Le président français Emmanuel Macron lors d'une cérémonie de commémoration de l'armistice de 1918, à Paris, le 11 novembre 2022. Photo Teresa SUAREZ / POOL / AFP
Le président français Emmanuel Macron s'est déclaré lundi "favorable" à "une réaction diplomatique forte" face à l'Iran, qu'il a accusé de mener une "répression inédite" depuis le début de "la révolution" enclenchée il y a deux mois.
"Je suis favorable à ce que nous ayons une réaction diplomatique forte et des sanctions sur les personnalités du régime qui ont une responsabilité dans la répression de cette révolution", a déclaré le président dans un entretien réalisé vendredi à l'Elysée après sa rencontre avec quatre militantes iraniennes et diffusé sur la radio publique France Inter. "Nous n'écartons aucune option", a-t-il ajouté, en rappelant que le régime iranien était déjà soumis à de nombreuses sanctions.
Les ministres des Affaires étrangères de l'UE devaient discuter lundi à Bruxelles de nouvelles sanctions, avec l'ajout probable d'une trentaine de noms aux personnes ou entités déjà ciblées par l'UE. Bruxelles a imposé des sanctions mi-octobre contre la "police des moeurs" iranienne et 11 hauts fonctionnaires.
Emmanuel Macron entend parler "dans les semaines à venir" avec le président Ebrahim Raïssi, après une première rencontre fin septembre en marge de l'Assemblée générale de l'ONU à New York. "La diplomatie, c'est de parler avec des gens avec lesquels on n'est pas d'accord et d'essayer de faire oeuvre utile", a plaidé le président français, qui avait été critiqué par des opposants iraniens pour avoir rencontré Ebrahim Raïssi à New York.
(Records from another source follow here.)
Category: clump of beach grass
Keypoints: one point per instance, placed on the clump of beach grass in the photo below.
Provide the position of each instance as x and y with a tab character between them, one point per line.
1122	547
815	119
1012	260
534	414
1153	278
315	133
Il a en outre jugé que la perspective de relancer l'accord sur le nucléaire iranien était "très fragilisée par la situation intérieure en Iran". Faute de "nouvelles progressions" attendues, "il nous faut construire un nouveau cadre", selon lui.
Pour discuter des enjeux régionaux, Emmanuel Macron a dit espérer "réussir à tenir, en fin d'année, une conférence de Bagdad avec tous les pays voisins et une représentation de l'Iran", après la première rencontre qui s'était tenue en Irak en août 2021. Face aux quatre militantes iraniennes reçues vendredi à l'Elysée, le président leur a dit "notre admiration, notre respect et notre soutien, car leur combat est celui d'un universalisme de liberté auquel nous croyons".
L'Iran a fustigé dimanche cette rencontre et dénoncé "une violation flagrante des responsabilités internationales de la France". Une militante présente à l'Elysée, Roya Piraei, dont la mère a été tuée lors des manifestations, a dit son souhait de se rendre au Royaume-Uni, où vit sa soeur, même si Emmanuel Macron a indiqué que la France était prête à l'accueillir.